Developments such as telecommunications saw wireless communication being introduced and now being the main form of getting messages across borders and overseas. Imagine a guy on one of those rockets out there far into space and communicating like if he’s next door. In relative terms man quickly advanced to live in a world that changes seemingly overnight. As fast as our technology use became common, so did the advances made. We always want bigger, better, faster.
People who were born and lived through the 20th and 21st centuries saw us move from horse- and donkey-drawn carts to the automobile, then to luxury limousines, just to end right back at the compact vehicle like those made by Rattan Tata of Tata Motors in India. We have advanced to the point where the very wealthy can now blast off into space for a few minutes via commercial space travel. The cost to them a paltry few million US dollars, money that could better be spent feeding the underprivileged, but God, Satan and Rawan forbid we ever see the human side of the obscenely rich.
Science and technology, when combined with good intentions of the few good people we still have in this world, have done and will continue to do good for humanity. It’s not as if every young entrepreneur who sets out to change the world is malevolent like Elon Musk, yet still many of them will sacrifice their integrity to stay in favour with powerful men like Donald Trump. He has drawn us deeper and deeper into his misadventures in Venezuela with promises upon unfulfilled promises to his putative allies. Our Prime Minister is one such example. In the ordinary scheme of things she will be long gone when Venezuela looks to strike back at Trinidad and Tobago for its singularly stupid support of Trump which it didn’t need to do as a lackey of the bully in the North.
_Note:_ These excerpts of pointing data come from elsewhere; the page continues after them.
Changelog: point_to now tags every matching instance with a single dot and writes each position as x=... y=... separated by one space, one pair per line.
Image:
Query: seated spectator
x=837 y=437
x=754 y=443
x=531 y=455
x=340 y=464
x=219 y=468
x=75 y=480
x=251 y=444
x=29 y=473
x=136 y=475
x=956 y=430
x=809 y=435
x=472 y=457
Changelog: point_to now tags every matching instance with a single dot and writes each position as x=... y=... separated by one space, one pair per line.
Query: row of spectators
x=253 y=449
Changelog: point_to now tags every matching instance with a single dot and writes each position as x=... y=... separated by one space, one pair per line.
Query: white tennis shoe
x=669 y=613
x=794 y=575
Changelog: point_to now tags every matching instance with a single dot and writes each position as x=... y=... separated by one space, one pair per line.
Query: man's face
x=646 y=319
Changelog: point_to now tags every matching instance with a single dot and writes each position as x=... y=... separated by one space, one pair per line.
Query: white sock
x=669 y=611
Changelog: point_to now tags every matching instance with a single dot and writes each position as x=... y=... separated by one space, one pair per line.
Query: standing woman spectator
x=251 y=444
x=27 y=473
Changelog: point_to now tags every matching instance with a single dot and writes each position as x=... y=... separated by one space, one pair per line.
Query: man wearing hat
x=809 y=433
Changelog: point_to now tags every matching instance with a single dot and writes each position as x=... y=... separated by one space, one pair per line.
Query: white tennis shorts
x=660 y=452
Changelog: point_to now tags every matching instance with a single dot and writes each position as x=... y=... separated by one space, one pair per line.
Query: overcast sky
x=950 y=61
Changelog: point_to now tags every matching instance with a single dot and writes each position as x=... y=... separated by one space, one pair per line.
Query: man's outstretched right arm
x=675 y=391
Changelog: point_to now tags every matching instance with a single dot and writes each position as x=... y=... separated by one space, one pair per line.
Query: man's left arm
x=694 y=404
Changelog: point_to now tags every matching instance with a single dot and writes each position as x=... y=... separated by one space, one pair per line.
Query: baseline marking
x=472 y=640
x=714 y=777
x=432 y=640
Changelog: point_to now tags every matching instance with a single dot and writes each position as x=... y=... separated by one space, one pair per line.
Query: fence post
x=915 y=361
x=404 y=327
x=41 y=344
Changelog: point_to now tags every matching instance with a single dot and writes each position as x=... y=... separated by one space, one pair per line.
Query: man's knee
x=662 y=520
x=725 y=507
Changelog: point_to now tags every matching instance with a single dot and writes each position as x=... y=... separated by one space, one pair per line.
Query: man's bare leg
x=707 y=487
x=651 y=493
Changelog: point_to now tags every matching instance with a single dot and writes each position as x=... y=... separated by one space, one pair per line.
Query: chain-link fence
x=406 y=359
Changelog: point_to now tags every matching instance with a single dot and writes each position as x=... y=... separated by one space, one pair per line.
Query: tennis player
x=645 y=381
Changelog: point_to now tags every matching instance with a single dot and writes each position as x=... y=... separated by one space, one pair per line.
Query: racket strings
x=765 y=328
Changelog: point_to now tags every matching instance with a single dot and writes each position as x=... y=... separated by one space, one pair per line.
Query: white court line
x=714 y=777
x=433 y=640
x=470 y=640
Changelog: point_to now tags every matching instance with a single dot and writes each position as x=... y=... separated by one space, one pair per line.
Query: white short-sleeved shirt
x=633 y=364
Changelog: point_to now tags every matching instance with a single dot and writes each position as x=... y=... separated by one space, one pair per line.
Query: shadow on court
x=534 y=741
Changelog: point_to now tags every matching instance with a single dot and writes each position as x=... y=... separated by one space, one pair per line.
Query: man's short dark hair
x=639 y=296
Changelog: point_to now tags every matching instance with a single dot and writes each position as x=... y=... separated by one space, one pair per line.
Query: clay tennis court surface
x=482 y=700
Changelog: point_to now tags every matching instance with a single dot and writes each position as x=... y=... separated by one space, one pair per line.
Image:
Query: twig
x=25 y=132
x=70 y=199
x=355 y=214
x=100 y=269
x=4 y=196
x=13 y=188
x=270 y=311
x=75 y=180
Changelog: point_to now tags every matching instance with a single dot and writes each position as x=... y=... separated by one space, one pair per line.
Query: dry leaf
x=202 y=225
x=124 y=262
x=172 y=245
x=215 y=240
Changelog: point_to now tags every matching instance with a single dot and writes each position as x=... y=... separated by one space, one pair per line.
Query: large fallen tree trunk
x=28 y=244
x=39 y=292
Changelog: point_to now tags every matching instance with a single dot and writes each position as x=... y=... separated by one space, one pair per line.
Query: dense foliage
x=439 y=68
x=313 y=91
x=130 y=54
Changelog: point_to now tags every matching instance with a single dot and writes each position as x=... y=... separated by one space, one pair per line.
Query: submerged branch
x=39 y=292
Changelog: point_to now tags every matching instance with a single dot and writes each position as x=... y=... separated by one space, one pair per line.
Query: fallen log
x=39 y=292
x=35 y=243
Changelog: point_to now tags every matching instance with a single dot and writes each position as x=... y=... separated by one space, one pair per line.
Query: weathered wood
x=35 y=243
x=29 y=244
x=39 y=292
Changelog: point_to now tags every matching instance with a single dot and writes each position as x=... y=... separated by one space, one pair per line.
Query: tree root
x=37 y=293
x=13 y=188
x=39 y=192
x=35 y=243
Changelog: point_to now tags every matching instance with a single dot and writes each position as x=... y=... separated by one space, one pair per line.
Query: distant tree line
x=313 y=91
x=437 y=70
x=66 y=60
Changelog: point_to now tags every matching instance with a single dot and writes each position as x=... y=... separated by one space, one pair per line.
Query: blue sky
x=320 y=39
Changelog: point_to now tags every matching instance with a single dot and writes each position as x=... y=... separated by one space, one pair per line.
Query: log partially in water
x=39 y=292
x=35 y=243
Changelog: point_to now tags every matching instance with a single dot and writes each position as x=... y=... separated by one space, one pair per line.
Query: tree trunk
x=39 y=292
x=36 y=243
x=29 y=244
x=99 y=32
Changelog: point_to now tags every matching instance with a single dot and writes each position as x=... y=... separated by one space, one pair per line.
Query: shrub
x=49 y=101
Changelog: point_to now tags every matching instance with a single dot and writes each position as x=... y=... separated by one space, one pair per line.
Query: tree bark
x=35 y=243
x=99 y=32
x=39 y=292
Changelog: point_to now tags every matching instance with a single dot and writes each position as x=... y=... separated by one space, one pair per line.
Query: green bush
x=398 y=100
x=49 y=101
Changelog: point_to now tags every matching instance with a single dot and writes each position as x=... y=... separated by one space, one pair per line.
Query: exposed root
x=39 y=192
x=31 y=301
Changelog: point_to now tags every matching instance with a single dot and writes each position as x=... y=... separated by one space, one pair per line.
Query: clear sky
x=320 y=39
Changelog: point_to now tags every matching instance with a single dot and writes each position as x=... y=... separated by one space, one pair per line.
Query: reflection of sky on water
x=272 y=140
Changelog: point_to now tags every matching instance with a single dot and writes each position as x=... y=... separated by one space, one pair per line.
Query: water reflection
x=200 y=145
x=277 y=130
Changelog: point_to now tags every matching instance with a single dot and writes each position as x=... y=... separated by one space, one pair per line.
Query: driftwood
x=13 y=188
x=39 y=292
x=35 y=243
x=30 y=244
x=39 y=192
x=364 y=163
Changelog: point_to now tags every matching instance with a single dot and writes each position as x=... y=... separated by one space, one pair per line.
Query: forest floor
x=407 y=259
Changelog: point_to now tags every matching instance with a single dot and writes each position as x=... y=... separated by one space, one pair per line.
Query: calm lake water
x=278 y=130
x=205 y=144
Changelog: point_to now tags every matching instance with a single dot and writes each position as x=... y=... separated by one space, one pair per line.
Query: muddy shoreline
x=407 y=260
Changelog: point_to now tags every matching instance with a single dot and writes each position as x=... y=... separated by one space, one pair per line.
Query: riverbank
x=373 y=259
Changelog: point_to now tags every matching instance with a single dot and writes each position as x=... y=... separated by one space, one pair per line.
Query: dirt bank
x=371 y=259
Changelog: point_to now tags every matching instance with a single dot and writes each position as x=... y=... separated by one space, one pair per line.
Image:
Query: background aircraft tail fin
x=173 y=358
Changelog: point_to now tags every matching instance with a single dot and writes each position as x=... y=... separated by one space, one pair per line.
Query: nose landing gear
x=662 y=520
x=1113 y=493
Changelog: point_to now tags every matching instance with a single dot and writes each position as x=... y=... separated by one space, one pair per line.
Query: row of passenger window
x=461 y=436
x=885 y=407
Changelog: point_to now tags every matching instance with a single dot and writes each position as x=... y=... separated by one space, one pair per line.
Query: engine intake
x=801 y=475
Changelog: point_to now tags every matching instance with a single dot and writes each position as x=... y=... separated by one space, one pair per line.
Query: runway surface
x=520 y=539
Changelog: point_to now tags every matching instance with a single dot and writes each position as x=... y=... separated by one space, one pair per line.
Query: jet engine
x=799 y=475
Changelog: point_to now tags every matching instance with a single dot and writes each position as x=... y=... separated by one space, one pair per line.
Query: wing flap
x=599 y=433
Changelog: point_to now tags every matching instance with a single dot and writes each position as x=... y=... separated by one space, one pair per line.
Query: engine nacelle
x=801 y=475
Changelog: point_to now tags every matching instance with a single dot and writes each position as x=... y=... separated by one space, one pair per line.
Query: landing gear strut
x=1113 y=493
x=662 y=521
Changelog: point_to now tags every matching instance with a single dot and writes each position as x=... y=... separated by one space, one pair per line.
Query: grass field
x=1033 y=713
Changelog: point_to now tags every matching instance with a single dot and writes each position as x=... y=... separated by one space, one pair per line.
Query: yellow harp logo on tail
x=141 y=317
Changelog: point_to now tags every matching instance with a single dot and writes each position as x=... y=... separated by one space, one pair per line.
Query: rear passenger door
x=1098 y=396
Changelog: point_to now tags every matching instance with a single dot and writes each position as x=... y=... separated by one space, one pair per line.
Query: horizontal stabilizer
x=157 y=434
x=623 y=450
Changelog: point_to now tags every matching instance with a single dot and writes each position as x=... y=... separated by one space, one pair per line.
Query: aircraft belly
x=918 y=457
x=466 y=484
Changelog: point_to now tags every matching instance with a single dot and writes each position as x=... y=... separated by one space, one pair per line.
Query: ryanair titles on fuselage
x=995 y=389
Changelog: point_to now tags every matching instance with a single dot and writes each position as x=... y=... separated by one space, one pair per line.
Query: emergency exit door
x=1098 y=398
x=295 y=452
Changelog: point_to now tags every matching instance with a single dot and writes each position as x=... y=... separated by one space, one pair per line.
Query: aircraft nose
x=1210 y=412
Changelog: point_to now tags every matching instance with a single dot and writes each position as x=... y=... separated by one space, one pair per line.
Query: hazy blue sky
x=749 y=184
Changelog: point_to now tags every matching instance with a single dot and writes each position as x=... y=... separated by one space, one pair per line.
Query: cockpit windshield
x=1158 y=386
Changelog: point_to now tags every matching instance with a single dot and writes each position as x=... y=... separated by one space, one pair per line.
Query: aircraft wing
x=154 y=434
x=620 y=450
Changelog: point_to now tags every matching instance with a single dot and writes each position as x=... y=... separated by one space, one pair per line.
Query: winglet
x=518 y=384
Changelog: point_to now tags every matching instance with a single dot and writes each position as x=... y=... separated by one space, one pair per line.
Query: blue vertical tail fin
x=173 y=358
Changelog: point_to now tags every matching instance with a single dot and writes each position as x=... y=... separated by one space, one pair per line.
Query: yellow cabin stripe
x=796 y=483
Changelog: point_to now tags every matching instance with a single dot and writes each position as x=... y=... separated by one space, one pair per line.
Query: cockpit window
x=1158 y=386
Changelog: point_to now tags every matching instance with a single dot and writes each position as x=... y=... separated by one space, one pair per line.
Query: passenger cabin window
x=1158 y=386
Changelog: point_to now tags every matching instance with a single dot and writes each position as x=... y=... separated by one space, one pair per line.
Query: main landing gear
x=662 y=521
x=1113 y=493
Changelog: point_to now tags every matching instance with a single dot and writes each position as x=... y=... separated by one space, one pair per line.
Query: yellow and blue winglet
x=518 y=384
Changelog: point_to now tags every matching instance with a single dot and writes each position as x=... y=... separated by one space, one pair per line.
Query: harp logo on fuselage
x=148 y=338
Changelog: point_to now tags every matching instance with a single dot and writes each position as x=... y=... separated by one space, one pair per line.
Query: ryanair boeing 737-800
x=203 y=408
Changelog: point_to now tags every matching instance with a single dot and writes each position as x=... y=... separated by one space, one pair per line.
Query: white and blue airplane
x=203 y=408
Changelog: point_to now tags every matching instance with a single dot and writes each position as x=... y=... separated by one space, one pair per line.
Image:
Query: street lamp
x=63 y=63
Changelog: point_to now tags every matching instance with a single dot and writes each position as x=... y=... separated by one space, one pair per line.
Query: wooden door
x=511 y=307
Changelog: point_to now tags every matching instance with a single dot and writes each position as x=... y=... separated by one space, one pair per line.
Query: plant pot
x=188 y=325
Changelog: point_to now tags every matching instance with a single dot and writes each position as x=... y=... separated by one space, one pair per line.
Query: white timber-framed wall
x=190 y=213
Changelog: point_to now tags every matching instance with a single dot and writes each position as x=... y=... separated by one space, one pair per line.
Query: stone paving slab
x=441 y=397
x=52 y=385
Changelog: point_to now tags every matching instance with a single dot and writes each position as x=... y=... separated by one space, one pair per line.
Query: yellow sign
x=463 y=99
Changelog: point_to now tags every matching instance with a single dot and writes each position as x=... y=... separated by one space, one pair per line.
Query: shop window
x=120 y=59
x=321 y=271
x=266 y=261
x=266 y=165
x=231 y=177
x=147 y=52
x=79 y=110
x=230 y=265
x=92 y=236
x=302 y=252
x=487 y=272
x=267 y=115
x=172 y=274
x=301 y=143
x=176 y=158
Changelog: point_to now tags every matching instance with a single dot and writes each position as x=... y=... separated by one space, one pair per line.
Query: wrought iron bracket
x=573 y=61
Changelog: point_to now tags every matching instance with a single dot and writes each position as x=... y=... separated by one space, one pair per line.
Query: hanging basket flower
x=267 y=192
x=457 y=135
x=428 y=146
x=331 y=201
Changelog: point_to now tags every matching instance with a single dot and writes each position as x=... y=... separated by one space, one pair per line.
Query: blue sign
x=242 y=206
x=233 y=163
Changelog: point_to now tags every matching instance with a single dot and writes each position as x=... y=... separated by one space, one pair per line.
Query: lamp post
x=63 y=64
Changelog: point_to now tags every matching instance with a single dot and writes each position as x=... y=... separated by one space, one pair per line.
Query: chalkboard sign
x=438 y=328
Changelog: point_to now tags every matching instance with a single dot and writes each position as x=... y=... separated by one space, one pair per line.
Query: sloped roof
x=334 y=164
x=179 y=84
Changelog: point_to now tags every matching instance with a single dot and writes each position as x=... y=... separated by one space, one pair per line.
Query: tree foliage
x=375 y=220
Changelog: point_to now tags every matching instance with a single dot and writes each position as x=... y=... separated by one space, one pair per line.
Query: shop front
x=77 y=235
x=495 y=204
How well I remember the 1962 Cuban Missile Crisis (October 16–28, 1962). John F Kennedy, darling of almost every country in the Western Hemisphere, led the world to confrontation with Russia, official name, the Soviet Union, then led by Nikita Kruschev. In the Caribbean, Kruschev was an unknown, but we were told by JFK that he was mad. Kennedy then declared that he would bomb Cuba where Fidel Castro ruled as the first Communist leader in the Western Hemisphere. The Soviet Union was supposed to supply Cuba with its most advanced nuclear warheads. JFK of course resisted by trying to persuade most countries in the world to use their influence in entities such as the United Nations to prevent the Soviet Union from deploying its missile system anywhere in the world, least of all anywhere in the Western Hemisphere.
Kruschev wasn’t about to comply with JFK: he would not be seen as a weakling or coward in the presence of arch-enemy USA. A convoy of US warships and planes armed with everything except the nuclear weapons strung-out in the Atlantic and Pacific Oceans to block vessels from the Soviet or any of its Allies from making their way to Cuba. Playing brinksmanship to the edge, the hot-boy from the West (Kennedy was loved by most world leaders, unlike Trump) ordered Kruschev to, in The Mighty Sparrow’s words: “Tun’ dem ships in the opposite direction, Kennedy is the man for them; Any retaliation will be met with explosion…”
Kruschev blinked. The world, especially we here in the Caribbean, breathed sighs of relief. Kennedy proved to be the better leader, one who managed to avoid war which both men knew was suicidal. Young people such as I saw our full lives ahead of us—I was 16 at the time and was set to leave college at the year’s end. Although Kennedy, like most politicians, had his weaknesses, he was viewed as a stable man. I cannot say the same for Trump; I don’t trust him. Trump is a modern-day Stalin (another powerful madman leader).
We should be very worried over him having PM Kamla Persad-Bissessar as a puppet. In the Caribbean, we are most vulnerable. Our safety and way of life are being toyed with by the lunatic in the North. Stay away from him.